When symptoms such as blurred or double vision, fluctuating weakness and fatigue occur within a few weeks after sternal fracture, it should be realized that a patient might have developed MG. Speculatively, the damage of retrosternal thymic remnants due to a sternal fracture might induce an impairment of the blood-thymus-barrier, leading to an autoimmune response to thymic acetylcholine receptor molecules. The thymus contains muscle-like cells, called myoid cells, which express whole AChR molecules [2]. Release of thymic AChR could increase an existing subclinical antibody response, or allow AChR to be presented de novo to the immune system. The AChR is highly immunogenic; for instance, in mice, intraperitoneal injection of purified murine AChR without adjuvants can result in the typical antibodies and clinical expression of the disease [3]. MG was described following minor trauma to the chest and neck in a previously asymptomatic man [4] and similar mechanisms have been proposed for the occurrence of autoimmune myasthenia gravis due to damage of thymic remnants in cardiac surgery [5, 6]. However, in one prospective study with 50 patients, the causal relationship between sternotomy and the emergence of myasthenia gravis could not be proven since autoantibodies against the acetylcholine receptor did not occur within six weeks after cardiac surgery [7].
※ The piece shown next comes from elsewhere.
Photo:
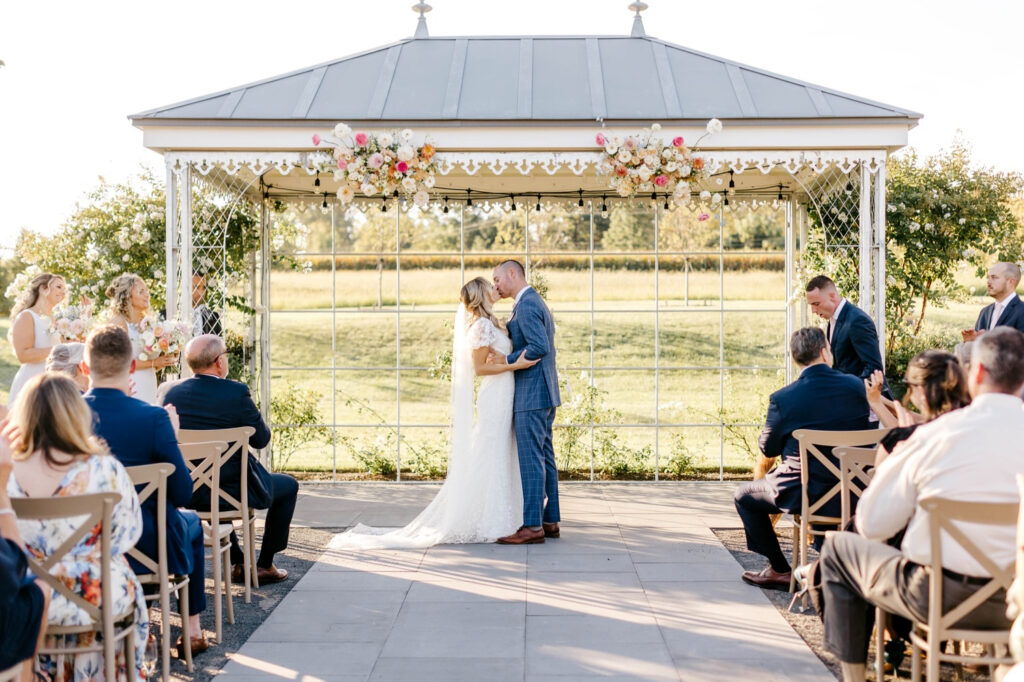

The presentation of MG after a sternal fracture may be purely coincidental but, because of the short delay between accident and presentation, it is difficult to escape the conclusion that the sternal fracture precipitated the condition or exacerbated subclinical disease. The knowledge about such putative associations may be helpful for diagnostic procedures and may be relevant from a medicolegal perspective.

Disclosure Statement/Funding

J.A.P. and H.H.J. report no disclosure.

M.W. discloses honoraria for lectures and advisory board participation from Merck Serono, Roche and Schering Plough.

M.L. is or was funded by Bayer, Biogen, Merck, Novartis, Teva, the Center for Clinical Sciences of the University Hospital of Zurich, the European Research Foundation and the Koetser Foundation Zurich.